Münafık medyanın timsah gözyaşları

Münafık medyanın timsah gözyaşları

Terörün beslendiği ana kaynak yine terörün bizatihi kendisidir.
Bombalar patlamalı...
Kollar bacaklar havada uçmalı...
Çocuklar yetim, kadınlar dul kalmalı...
Bunun akabinde;
Ortalık toz duman olmalı...
Korku ve panik her tarafı sarmalı...
Vatandaş tedirgin olmalı...
Bütün bunları yapan kim?
Aslında terör örgütü gibi görünse de kendini bilmez münafık medya değil mi?
Gazetelerinde çarşaf çarşaf haberler, adeta gözlere sokulan manşetler...
Televizyonlarında tekrar tekrar görüntüler, tahrik edici açıklamalar...

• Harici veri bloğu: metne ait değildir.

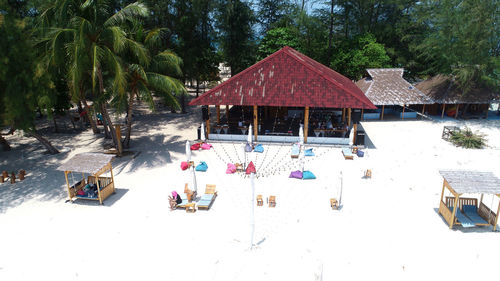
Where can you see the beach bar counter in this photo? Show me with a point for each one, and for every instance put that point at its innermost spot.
(469, 211)
(96, 186)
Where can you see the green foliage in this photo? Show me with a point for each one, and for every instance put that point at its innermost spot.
(353, 57)
(276, 39)
(467, 139)
(235, 19)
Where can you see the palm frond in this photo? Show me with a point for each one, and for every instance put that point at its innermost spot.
(138, 51)
(133, 10)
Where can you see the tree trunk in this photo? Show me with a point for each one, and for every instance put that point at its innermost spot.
(126, 142)
(44, 142)
(183, 103)
(56, 129)
(5, 144)
(197, 87)
(112, 131)
(330, 33)
(89, 116)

Dertleri aslında terörün çirkin yüzünü ortaya koymak veya onları lanetlemek değil!
Bütün söylemleri sadece boğazdan yukarı!
Aksine içten içe malzeme buldukları için göbek atmakta, timsah gözyaşları dökmektedirler...
Artık yıpratmak, pardon ihale ve rant almak istedikleri bütün şahıs, kurum ve kuruluşlar için ellerinde yeterli malzeme ve görüntü mevcut olduğundan, bu durum onları uzun bir süre götürür...
Terör örgütü herhalde yaptığı eylemlerden çok, gönüllü satılık medyanın ortaya koyduğu bu kalleş haberlere sevinmiştir.
Yakında Bekaa Vadisi’nde Doğu Perinçek’in kendilerine uzattığı karanfili onlar Hakurk Kampı’nda kartel medyasının münafık sahiplerine teşekkür babında verirse hiç şaşırmayın!
Belki de verilmiş, bizim haberimiz yok!
Akredite değiliz ya malum, her şeyden haberimiz olmuyor!
Akredite olmak önemli!
İçeri girerken övüyorsun!
Dışarı çıkarken sövüyorsun!
Biz bunları yapamadığımız için akredite değiliz!
Çünkü biz;
Bağımsız, bağlantısız, güdümsüz ve arkasında bir bakkal dükkanı dahi olmayan, gücünü Hak’tan ve halktan alan ve sadece Allah’ın rızasını gözeten bir medyayız...
Sayın Başbakan’ın münafık medyayı boykot çağrısı boşuna değil!
Ne dersiniz?
Doğru değil mi?
Hadi hep birlikte boykota!!!
GÜNÜN SÖZÜ
“Ben kışta geldim, ne yapayım, acele ettim kışta geldim. Sizler cennet âsâ bir baharda geleceksiniz, o bahar hediyelerinden bir demet gül alın, mezarımın başına gelin, ‘Selamunaleyküm’ deyin..
Seksen küsur senelik hayatımda dünya zevki namına bir şey bimiyorum; ömrüm harp meydanlarında, esaret zindanlarında, memleket muhakemelerinde geçti, görmediğim eza, cefa çekmediğim eziyyet kalmadı ama, her şeye rağmen milletimin imanını selamette görürsem, cehennemin alevleri içinde yanmaya razıyım.”